Vivien Leigh (1913-1967) was a very successful actress, starring in 20 films in her lifetime and taking home Oscars for two of them. She is best remembered for her Academy Award-winning role in the 1939 film Gone with the Wind, although she also played Blanche Dubois in A Streetcar Named Desire in 1951, for which she also won an Academy Award. Vivien Leigh is remembered as a strikingly beautiful woman, with expressive features and a distinctive arched brow.
Vivien Leigh was born in Darjeeling, India, where she lived until 1920. Her British parents wanted to return home to England, but decided to stay in India for World War I, as they felt it would be safer. Upon their return to England, Vivien Leigh was enrolled in a convent school, because her mother felt that she would give her daughter the best possible education. During Vivien’s time at the Convent of the Sacred Heart, her mother introduced her to the theatre, and Vivien Leigh also appeared in many school productions.
Even at a young age, Vivien Leigh struck observers with her beauty, delicacy and poise. In the early 1930s, she finished her convent and school education and she married Leigh Holman, a lawyer. After giving birth to a daughter in 1933, Vivien Leigh attended the Royal Academy of Dramatic Art in London to hone her acting skills. In 1934, she won a small role in Things Are Getting Better and was introduced to the big screen.
Vivien Leigh went on to star in a number of popular British films, including The Mask of Virtue in 1935 which made her into an overnight star. Leigh Holman began to suspect that Vivien Leigh had more than a passing interest in acting and she realized she was unlikely to be happy as a wife and mother on her own. In 1937, Vivien Leigh left Holman for Lawrence Olivier, whom she followed to America in 1938.
It was this trip to America that resulted in Leigh’s most famous role, that of Scarlett O’Hara in Gone with the Wind opposite Clark Gable. She captured the love of movie goers on both sides of the Atlantic with her role, and is still regarded as one of the best roles of all time, in one of the best movies of all time. Encouraged by her success in film, Vivien Leigh tried out for a number of other Hollywood films, finally appearing in Waterloo Bridge in 1940.

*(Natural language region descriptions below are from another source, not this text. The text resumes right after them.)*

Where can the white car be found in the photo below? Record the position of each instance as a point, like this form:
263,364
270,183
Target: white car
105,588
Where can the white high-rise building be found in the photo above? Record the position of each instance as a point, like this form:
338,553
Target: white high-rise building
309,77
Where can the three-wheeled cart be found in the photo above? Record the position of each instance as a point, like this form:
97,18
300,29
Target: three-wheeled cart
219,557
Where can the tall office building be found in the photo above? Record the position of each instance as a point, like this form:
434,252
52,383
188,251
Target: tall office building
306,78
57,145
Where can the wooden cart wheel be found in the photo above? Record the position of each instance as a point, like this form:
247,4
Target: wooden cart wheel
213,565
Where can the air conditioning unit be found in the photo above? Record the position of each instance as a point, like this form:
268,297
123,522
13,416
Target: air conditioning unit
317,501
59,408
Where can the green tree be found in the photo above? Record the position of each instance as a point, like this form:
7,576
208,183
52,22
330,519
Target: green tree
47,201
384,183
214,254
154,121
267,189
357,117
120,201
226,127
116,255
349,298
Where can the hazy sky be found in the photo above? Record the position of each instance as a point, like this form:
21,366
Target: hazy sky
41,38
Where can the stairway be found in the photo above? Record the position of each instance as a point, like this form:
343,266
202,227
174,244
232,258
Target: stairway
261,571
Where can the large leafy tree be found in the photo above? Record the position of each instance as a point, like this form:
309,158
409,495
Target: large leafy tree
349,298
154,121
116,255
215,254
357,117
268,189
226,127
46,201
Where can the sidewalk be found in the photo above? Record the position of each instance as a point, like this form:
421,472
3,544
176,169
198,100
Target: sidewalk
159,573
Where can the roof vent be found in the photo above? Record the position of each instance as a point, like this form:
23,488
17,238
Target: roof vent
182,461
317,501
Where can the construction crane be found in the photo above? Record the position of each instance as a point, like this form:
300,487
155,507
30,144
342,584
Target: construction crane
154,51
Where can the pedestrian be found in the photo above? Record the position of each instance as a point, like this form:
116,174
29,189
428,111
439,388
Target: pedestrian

Vivien Leigh appeared in a number of films during the war years but her life took several ugly turns during this time. She had health problems exacerbated by a tuberculosis infection and struggled with her personal life and screen roles. Unlike many actresses who suffer from personal hardships, however, Vivien Leigh remained hugely popular at the box office, making several high-grossing films in the 1940s and 1950s.
Vivien Leigh’s last role was in the 1965 production of Ship of Fools, and she succumbed to tuberculosis two years later. Vivien Leigh has captured many imaginations with her good looks and fiery personality about her, and is often cited as one of the most popular Hollywood actresses of all time. Had her life not been cut short by tuberculosis, Vivien Leigh probably would have gone on to make many excellent films in her middle age, as did other actresses such as Katharine Hepburn.